I’m often asked this question, so it was nice to come across this paper by Jan Joosten online.

Joosten Aramaic or Hebrew behind_the_Gospels

Joosten is an excellent scholar in Aramaic, Syriac, Greek, and Hebrew. This is a worthwhile (and sane) introduction to the issue.

Readers will note that eventually Joosten gets to Matthew 1:23, where Matthew quotes Isaiah 7:14. He makes the point that to Hebrew or Aramaic readers, the term almah would have been ambiguous (i.e., they wouldn’t have thought of virgin). That’s overstated. On lexical grounds, it has merit, but it’s a fact of the OT that almah — due to its interchange with betulah, the more precise word for virgin, and the culture, an almah could be conceived of as a virgin. Here’s a short popular essay I wrote on the subject, posted here some time ago.
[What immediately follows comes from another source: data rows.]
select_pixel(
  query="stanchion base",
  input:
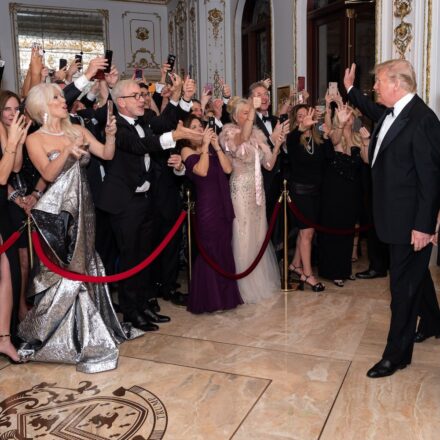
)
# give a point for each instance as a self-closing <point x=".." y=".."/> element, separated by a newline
<point x="291" y="287"/>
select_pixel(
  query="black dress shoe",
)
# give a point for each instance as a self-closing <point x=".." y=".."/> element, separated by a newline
<point x="155" y="317"/>
<point x="154" y="305"/>
<point x="370" y="274"/>
<point x="384" y="368"/>
<point x="420" y="336"/>
<point x="140" y="321"/>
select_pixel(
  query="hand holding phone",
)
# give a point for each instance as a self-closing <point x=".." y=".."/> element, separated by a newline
<point x="109" y="112"/>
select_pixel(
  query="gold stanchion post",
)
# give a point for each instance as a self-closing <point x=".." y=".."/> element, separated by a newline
<point x="31" y="247"/>
<point x="285" y="287"/>
<point x="190" y="206"/>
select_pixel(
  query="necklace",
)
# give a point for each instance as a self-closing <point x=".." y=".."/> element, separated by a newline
<point x="310" y="146"/>
<point x="60" y="133"/>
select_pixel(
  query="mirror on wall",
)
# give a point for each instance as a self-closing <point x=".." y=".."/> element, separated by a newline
<point x="61" y="33"/>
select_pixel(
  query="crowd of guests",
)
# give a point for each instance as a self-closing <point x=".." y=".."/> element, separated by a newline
<point x="99" y="166"/>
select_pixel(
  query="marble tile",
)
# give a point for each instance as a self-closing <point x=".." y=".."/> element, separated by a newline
<point x="187" y="403"/>
<point x="405" y="406"/>
<point x="296" y="322"/>
<point x="294" y="406"/>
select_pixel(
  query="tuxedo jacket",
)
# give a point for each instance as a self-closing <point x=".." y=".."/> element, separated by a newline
<point x="126" y="171"/>
<point x="406" y="172"/>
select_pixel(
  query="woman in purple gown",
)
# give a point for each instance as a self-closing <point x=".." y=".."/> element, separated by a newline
<point x="207" y="166"/>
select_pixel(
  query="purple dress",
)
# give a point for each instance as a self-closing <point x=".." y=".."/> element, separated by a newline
<point x="210" y="291"/>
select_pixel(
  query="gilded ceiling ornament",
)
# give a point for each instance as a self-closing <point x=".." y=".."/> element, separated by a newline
<point x="403" y="32"/>
<point x="142" y="33"/>
<point x="402" y="8"/>
<point x="180" y="13"/>
<point x="142" y="62"/>
<point x="215" y="17"/>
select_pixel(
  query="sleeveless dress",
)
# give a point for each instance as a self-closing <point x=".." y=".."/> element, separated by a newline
<point x="210" y="291"/>
<point x="250" y="223"/>
<point x="71" y="322"/>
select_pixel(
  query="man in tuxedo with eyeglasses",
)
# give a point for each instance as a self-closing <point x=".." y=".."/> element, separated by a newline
<point x="127" y="196"/>
<point x="404" y="155"/>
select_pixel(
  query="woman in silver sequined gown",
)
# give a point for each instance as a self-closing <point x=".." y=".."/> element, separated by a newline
<point x="248" y="149"/>
<point x="72" y="321"/>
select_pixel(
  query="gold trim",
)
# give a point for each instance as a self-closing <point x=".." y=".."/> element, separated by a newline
<point x="378" y="51"/>
<point x="428" y="54"/>
<point x="403" y="31"/>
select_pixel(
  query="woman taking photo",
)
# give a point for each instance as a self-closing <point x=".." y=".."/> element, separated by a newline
<point x="207" y="166"/>
<point x="306" y="154"/>
<point x="71" y="321"/>
<point x="10" y="160"/>
<point x="247" y="147"/>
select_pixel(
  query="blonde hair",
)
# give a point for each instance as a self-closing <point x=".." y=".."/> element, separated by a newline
<point x="234" y="106"/>
<point x="37" y="106"/>
<point x="401" y="70"/>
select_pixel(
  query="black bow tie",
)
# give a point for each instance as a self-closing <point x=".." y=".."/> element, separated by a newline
<point x="389" y="111"/>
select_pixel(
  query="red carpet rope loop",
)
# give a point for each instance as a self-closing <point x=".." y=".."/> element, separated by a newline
<point x="238" y="276"/>
<point x="333" y="231"/>
<point x="110" y="278"/>
<point x="10" y="241"/>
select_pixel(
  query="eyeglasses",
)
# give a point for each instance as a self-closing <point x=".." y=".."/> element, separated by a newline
<point x="136" y="96"/>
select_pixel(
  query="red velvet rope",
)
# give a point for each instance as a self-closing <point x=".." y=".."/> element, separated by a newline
<point x="238" y="276"/>
<point x="110" y="278"/>
<point x="10" y="241"/>
<point x="298" y="214"/>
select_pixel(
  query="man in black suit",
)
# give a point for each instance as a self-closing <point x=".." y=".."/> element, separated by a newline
<point x="404" y="154"/>
<point x="271" y="128"/>
<point x="126" y="195"/>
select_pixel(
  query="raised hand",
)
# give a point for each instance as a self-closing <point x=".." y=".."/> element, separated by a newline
<point x="349" y="77"/>
<point x="95" y="64"/>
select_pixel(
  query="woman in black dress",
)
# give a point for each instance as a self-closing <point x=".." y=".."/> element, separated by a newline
<point x="341" y="196"/>
<point x="306" y="153"/>
<point x="11" y="156"/>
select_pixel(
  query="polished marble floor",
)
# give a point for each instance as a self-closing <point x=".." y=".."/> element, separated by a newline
<point x="292" y="367"/>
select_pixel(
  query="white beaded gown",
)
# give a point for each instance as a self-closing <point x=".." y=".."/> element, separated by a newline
<point x="250" y="223"/>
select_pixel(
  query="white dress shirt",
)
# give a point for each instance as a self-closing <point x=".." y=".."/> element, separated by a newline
<point x="388" y="122"/>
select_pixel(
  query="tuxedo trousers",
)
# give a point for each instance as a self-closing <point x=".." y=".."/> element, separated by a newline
<point x="133" y="232"/>
<point x="412" y="295"/>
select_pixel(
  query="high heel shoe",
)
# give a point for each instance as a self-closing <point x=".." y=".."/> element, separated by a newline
<point x="12" y="361"/>
<point x="317" y="287"/>
<point x="295" y="270"/>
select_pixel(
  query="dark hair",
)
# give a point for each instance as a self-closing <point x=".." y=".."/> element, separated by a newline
<point x="255" y="85"/>
<point x="187" y="123"/>
<point x="5" y="95"/>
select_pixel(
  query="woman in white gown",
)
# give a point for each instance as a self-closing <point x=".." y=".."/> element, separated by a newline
<point x="249" y="151"/>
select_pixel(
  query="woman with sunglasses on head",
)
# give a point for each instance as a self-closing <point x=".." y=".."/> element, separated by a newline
<point x="207" y="167"/>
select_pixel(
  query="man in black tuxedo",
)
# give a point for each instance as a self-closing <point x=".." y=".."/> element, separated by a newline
<point x="127" y="196"/>
<point x="271" y="128"/>
<point x="404" y="154"/>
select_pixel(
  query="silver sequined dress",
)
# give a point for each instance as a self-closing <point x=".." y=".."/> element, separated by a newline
<point x="250" y="223"/>
<point x="71" y="322"/>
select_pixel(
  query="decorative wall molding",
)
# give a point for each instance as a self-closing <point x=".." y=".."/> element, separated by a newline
<point x="403" y="34"/>
<point x="142" y="42"/>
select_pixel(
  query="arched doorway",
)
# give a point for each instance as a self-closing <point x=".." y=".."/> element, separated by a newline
<point x="256" y="42"/>
<point x="340" y="32"/>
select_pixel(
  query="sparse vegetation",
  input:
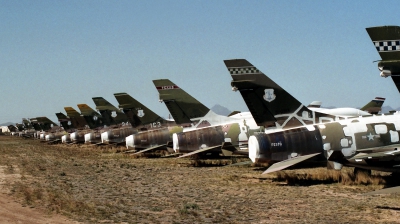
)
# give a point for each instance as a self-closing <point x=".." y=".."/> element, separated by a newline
<point x="95" y="185"/>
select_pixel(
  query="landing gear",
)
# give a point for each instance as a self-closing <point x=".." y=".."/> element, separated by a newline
<point x="361" y="170"/>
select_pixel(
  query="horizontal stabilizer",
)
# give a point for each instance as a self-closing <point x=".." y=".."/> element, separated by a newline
<point x="151" y="148"/>
<point x="289" y="162"/>
<point x="382" y="148"/>
<point x="228" y="149"/>
<point x="200" y="150"/>
<point x="391" y="190"/>
<point x="171" y="155"/>
<point x="377" y="155"/>
<point x="241" y="163"/>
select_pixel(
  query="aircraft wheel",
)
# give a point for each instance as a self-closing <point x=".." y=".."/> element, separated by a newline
<point x="361" y="170"/>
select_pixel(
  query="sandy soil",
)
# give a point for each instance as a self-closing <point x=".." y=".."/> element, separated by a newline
<point x="11" y="211"/>
<point x="98" y="185"/>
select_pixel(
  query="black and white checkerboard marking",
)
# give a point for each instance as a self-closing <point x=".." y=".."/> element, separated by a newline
<point x="243" y="70"/>
<point x="387" y="45"/>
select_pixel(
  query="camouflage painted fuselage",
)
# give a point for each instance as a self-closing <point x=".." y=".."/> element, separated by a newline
<point x="366" y="142"/>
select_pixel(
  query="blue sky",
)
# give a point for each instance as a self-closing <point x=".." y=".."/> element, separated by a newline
<point x="62" y="53"/>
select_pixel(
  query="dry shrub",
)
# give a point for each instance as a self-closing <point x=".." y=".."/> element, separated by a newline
<point x="209" y="163"/>
<point x="323" y="176"/>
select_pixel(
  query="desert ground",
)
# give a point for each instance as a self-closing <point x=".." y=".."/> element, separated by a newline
<point x="41" y="183"/>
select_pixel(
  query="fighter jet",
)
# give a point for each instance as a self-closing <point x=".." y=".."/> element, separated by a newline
<point x="49" y="131"/>
<point x="67" y="125"/>
<point x="272" y="106"/>
<point x="116" y="120"/>
<point x="204" y="131"/>
<point x="95" y="122"/>
<point x="79" y="124"/>
<point x="386" y="40"/>
<point x="364" y="142"/>
<point x="372" y="107"/>
<point x="154" y="131"/>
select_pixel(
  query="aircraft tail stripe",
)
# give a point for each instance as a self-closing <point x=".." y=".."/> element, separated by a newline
<point x="167" y="87"/>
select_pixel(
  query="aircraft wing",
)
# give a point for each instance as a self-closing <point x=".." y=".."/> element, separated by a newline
<point x="391" y="190"/>
<point x="151" y="148"/>
<point x="241" y="163"/>
<point x="377" y="155"/>
<point x="289" y="162"/>
<point x="200" y="150"/>
<point x="382" y="148"/>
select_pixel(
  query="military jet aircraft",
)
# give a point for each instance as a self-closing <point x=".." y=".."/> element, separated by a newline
<point x="204" y="131"/>
<point x="79" y="126"/>
<point x="154" y="131"/>
<point x="47" y="129"/>
<point x="95" y="122"/>
<point x="65" y="122"/>
<point x="364" y="142"/>
<point x="372" y="107"/>
<point x="116" y="120"/>
<point x="386" y="40"/>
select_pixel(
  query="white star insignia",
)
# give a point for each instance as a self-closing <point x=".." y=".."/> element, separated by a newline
<point x="370" y="137"/>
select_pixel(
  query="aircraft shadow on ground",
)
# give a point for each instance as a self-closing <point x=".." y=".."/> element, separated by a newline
<point x="388" y="208"/>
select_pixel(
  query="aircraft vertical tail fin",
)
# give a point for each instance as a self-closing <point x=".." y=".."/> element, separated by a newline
<point x="92" y="118"/>
<point x="182" y="106"/>
<point x="269" y="103"/>
<point x="27" y="123"/>
<point x="20" y="127"/>
<point x="35" y="124"/>
<point x="75" y="117"/>
<point x="45" y="123"/>
<point x="111" y="114"/>
<point x="64" y="121"/>
<point x="374" y="106"/>
<point x="386" y="40"/>
<point x="137" y="113"/>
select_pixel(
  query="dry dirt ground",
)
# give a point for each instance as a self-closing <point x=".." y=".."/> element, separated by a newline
<point x="69" y="183"/>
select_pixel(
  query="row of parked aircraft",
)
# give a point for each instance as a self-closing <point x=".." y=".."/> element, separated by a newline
<point x="278" y="129"/>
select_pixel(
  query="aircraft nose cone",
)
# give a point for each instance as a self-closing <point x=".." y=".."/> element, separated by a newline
<point x="254" y="148"/>
<point x="74" y="136"/>
<point x="105" y="136"/>
<point x="175" y="142"/>
<point x="65" y="138"/>
<point x="88" y="137"/>
<point x="130" y="141"/>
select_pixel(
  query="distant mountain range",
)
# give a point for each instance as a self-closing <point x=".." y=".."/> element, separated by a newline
<point x="221" y="110"/>
<point x="218" y="109"/>
<point x="7" y="123"/>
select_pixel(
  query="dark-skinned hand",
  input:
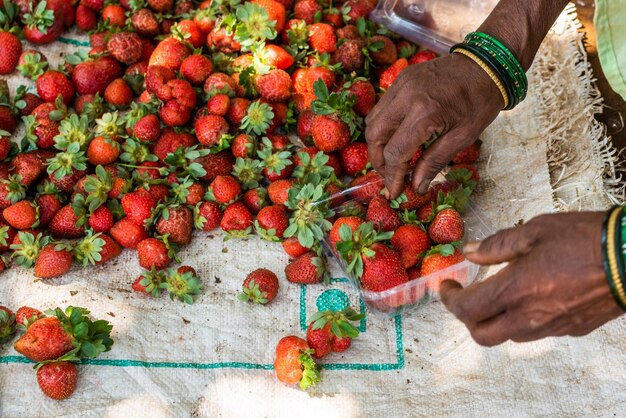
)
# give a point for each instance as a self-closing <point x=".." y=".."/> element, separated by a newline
<point x="554" y="283"/>
<point x="450" y="97"/>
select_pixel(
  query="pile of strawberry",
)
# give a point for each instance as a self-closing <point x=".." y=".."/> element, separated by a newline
<point x="183" y="116"/>
<point x="56" y="340"/>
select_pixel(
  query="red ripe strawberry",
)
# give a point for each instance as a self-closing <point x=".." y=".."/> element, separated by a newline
<point x="382" y="215"/>
<point x="274" y="86"/>
<point x="236" y="218"/>
<point x="434" y="262"/>
<point x="352" y="222"/>
<point x="210" y="128"/>
<point x="138" y="206"/>
<point x="365" y="96"/>
<point x="255" y="199"/>
<point x="57" y="380"/>
<point x="153" y="252"/>
<point x="196" y="69"/>
<point x="330" y="133"/>
<point x="10" y="51"/>
<point x="220" y="164"/>
<point x="422" y="56"/>
<point x="468" y="155"/>
<point x="45" y="339"/>
<point x="446" y="227"/>
<point x="148" y="128"/>
<point x="169" y="53"/>
<point x="272" y="221"/>
<point x="126" y="47"/>
<point x="354" y="158"/>
<point x="26" y="314"/>
<point x="51" y="84"/>
<point x="128" y="233"/>
<point x="306" y="269"/>
<point x="275" y="11"/>
<point x="116" y="15"/>
<point x="212" y="214"/>
<point x="322" y="38"/>
<point x="178" y="225"/>
<point x="21" y="215"/>
<point x="293" y="248"/>
<point x="52" y="262"/>
<point x="63" y="225"/>
<point x="260" y="286"/>
<point x="293" y="364"/>
<point x="306" y="10"/>
<point x="383" y="270"/>
<point x="101" y="220"/>
<point x="225" y="189"/>
<point x="411" y="242"/>
<point x="389" y="75"/>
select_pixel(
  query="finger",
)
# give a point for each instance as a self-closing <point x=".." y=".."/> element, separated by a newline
<point x="435" y="158"/>
<point x="505" y="245"/>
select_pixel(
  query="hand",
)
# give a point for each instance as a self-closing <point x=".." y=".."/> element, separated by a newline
<point x="451" y="97"/>
<point x="554" y="283"/>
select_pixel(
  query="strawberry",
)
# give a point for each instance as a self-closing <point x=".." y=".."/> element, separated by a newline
<point x="51" y="84"/>
<point x="53" y="262"/>
<point x="322" y="38"/>
<point x="210" y="214"/>
<point x="271" y="222"/>
<point x="22" y="215"/>
<point x="389" y="75"/>
<point x="63" y="225"/>
<point x="293" y="364"/>
<point x="260" y="286"/>
<point x="128" y="233"/>
<point x="382" y="215"/>
<point x="153" y="253"/>
<point x="177" y="224"/>
<point x="10" y="51"/>
<point x="306" y="269"/>
<point x="57" y="380"/>
<point x="210" y="128"/>
<point x="411" y="242"/>
<point x="237" y="220"/>
<point x="354" y="158"/>
<point x="274" y="86"/>
<point x="225" y="189"/>
<point x="293" y="248"/>
<point x="383" y="270"/>
<point x="138" y="206"/>
<point x="446" y="227"/>
<point x="169" y="53"/>
<point x="330" y="133"/>
<point x="196" y="69"/>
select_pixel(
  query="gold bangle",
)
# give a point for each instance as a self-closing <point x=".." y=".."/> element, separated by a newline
<point x="490" y="73"/>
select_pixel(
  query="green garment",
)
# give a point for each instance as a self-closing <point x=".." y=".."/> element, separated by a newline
<point x="610" y="23"/>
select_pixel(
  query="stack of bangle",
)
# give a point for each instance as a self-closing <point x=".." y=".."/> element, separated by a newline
<point x="499" y="63"/>
<point x="614" y="253"/>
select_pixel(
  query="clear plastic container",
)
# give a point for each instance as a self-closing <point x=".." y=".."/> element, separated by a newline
<point x="420" y="291"/>
<point x="433" y="24"/>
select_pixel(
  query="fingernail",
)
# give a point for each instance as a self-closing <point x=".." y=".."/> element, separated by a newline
<point x="470" y="247"/>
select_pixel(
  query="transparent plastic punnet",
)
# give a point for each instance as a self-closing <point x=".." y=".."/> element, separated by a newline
<point x="433" y="24"/>
<point x="422" y="290"/>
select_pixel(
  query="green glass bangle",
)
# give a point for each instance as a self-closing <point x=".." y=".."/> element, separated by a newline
<point x="495" y="67"/>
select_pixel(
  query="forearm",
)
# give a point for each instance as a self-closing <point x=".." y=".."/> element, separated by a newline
<point x="522" y="25"/>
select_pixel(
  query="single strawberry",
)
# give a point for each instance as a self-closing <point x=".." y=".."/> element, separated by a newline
<point x="128" y="233"/>
<point x="293" y="363"/>
<point x="57" y="380"/>
<point x="446" y="227"/>
<point x="260" y="286"/>
<point x="306" y="269"/>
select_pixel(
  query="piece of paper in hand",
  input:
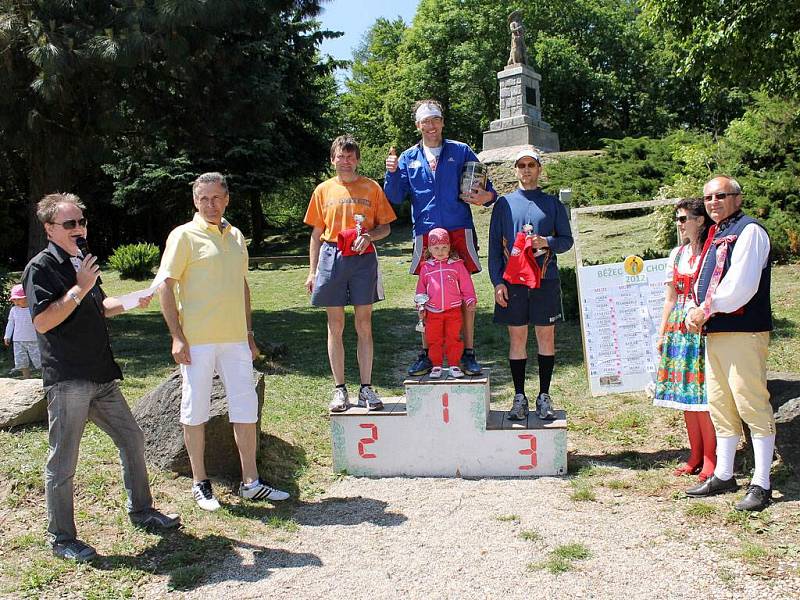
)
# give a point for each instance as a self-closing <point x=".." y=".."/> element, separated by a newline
<point x="131" y="300"/>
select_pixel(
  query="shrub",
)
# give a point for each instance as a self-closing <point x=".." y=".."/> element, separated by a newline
<point x="135" y="261"/>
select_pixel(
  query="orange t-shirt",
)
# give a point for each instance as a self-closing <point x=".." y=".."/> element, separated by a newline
<point x="334" y="203"/>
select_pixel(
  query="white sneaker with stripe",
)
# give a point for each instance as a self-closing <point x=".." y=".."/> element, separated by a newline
<point x="261" y="491"/>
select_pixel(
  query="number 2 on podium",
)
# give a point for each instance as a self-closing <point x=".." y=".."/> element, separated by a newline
<point x="363" y="442"/>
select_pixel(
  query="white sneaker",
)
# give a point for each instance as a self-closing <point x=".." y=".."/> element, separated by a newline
<point x="261" y="491"/>
<point x="204" y="496"/>
<point x="456" y="372"/>
<point x="544" y="407"/>
<point x="367" y="397"/>
<point x="339" y="400"/>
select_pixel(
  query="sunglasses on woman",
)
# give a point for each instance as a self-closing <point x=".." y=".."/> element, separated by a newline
<point x="72" y="223"/>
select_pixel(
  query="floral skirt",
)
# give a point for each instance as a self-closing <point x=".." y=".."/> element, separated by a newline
<point x="680" y="382"/>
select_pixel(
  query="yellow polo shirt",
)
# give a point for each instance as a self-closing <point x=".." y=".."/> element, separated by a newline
<point x="211" y="269"/>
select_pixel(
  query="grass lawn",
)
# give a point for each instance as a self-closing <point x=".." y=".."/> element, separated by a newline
<point x="620" y="442"/>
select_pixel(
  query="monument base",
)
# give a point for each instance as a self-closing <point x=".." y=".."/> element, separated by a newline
<point x="525" y="134"/>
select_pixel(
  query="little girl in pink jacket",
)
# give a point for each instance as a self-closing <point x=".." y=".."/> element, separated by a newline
<point x="448" y="285"/>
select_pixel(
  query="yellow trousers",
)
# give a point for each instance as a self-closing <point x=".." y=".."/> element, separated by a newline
<point x="736" y="383"/>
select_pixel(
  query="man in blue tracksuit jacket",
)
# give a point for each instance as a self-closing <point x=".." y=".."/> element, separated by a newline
<point x="430" y="172"/>
<point x="517" y="306"/>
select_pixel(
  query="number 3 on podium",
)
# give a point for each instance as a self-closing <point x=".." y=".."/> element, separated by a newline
<point x="363" y="442"/>
<point x="529" y="451"/>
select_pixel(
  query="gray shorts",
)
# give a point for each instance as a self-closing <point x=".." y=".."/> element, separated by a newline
<point x="26" y="355"/>
<point x="526" y="306"/>
<point x="343" y="280"/>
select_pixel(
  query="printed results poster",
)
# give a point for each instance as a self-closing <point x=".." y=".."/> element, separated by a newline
<point x="621" y="314"/>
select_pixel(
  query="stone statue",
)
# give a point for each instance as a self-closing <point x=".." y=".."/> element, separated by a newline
<point x="518" y="55"/>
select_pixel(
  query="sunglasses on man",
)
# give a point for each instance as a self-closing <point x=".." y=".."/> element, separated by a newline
<point x="719" y="196"/>
<point x="72" y="223"/>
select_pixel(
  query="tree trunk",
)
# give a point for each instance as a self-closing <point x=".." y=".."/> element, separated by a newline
<point x="50" y="171"/>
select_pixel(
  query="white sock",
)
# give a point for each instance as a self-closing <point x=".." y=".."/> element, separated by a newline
<point x="726" y="452"/>
<point x="763" y="449"/>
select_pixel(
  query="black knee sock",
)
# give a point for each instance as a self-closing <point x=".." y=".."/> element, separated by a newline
<point x="546" y="364"/>
<point x="518" y="373"/>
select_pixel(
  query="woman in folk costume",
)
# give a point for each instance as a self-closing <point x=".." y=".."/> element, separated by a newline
<point x="680" y="380"/>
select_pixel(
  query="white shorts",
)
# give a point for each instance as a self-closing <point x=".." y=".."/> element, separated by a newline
<point x="234" y="363"/>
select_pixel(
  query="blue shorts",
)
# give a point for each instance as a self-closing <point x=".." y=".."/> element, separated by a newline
<point x="538" y="306"/>
<point x="343" y="280"/>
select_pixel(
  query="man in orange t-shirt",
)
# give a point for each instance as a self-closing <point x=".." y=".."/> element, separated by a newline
<point x="348" y="213"/>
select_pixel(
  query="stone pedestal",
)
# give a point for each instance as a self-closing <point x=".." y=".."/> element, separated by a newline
<point x="445" y="428"/>
<point x="520" y="121"/>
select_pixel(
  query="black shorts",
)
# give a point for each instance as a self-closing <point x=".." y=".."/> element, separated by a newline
<point x="526" y="306"/>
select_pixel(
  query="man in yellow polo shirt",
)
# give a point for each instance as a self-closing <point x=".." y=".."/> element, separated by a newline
<point x="206" y="304"/>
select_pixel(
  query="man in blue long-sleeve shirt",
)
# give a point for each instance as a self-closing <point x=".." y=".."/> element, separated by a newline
<point x="430" y="173"/>
<point x="517" y="305"/>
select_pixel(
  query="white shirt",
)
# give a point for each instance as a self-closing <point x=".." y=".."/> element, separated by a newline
<point x="20" y="325"/>
<point x="740" y="283"/>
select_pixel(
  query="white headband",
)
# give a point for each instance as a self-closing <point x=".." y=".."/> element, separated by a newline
<point x="427" y="110"/>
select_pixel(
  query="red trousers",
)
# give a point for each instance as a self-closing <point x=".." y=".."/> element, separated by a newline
<point x="443" y="334"/>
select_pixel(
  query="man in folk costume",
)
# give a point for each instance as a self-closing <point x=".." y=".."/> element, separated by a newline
<point x="735" y="314"/>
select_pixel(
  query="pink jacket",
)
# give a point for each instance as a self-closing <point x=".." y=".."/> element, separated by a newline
<point x="448" y="284"/>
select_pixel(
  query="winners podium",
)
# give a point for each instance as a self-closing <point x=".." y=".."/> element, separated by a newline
<point x="445" y="428"/>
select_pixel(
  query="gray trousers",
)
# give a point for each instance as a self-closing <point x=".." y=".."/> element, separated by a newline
<point x="69" y="405"/>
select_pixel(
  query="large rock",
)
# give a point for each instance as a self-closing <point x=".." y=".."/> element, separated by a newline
<point x="22" y="401"/>
<point x="784" y="391"/>
<point x="158" y="414"/>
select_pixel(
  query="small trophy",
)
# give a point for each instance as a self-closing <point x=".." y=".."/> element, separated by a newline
<point x="420" y="300"/>
<point x="474" y="175"/>
<point x="359" y="219"/>
<point x="528" y="229"/>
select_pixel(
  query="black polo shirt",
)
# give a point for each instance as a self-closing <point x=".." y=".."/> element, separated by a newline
<point x="79" y="347"/>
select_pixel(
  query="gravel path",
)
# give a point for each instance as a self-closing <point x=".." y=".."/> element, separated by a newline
<point x="442" y="538"/>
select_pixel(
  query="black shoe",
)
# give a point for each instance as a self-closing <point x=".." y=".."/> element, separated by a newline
<point x="154" y="520"/>
<point x="713" y="486"/>
<point x="757" y="498"/>
<point x="421" y="366"/>
<point x="74" y="550"/>
<point x="469" y="363"/>
<point x="519" y="409"/>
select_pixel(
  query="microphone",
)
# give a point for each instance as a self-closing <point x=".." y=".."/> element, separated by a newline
<point x="83" y="246"/>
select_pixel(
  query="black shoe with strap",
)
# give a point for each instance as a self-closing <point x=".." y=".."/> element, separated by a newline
<point x="74" y="550"/>
<point x="713" y="486"/>
<point x="469" y="363"/>
<point x="154" y="520"/>
<point x="756" y="498"/>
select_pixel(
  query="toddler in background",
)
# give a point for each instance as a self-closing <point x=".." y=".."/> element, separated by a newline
<point x="20" y="330"/>
<point x="446" y="281"/>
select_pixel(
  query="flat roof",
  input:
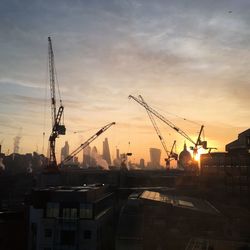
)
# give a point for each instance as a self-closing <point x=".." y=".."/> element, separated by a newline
<point x="179" y="201"/>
At any rate, Joosten doesn’t bring up Matt. 1:25. Two verses after his quotation of Isa 7:14, Matthew makes the comment that Joseph didn’t “know” Mary until after Jesus was born. If the gospels had been written in Hebrew or Aramaic, that’s an idiom that would have been completely understood by an audience speaking either language as a denial of sexual intercourse between Joseph and Mary, far more readily than Greek speakers.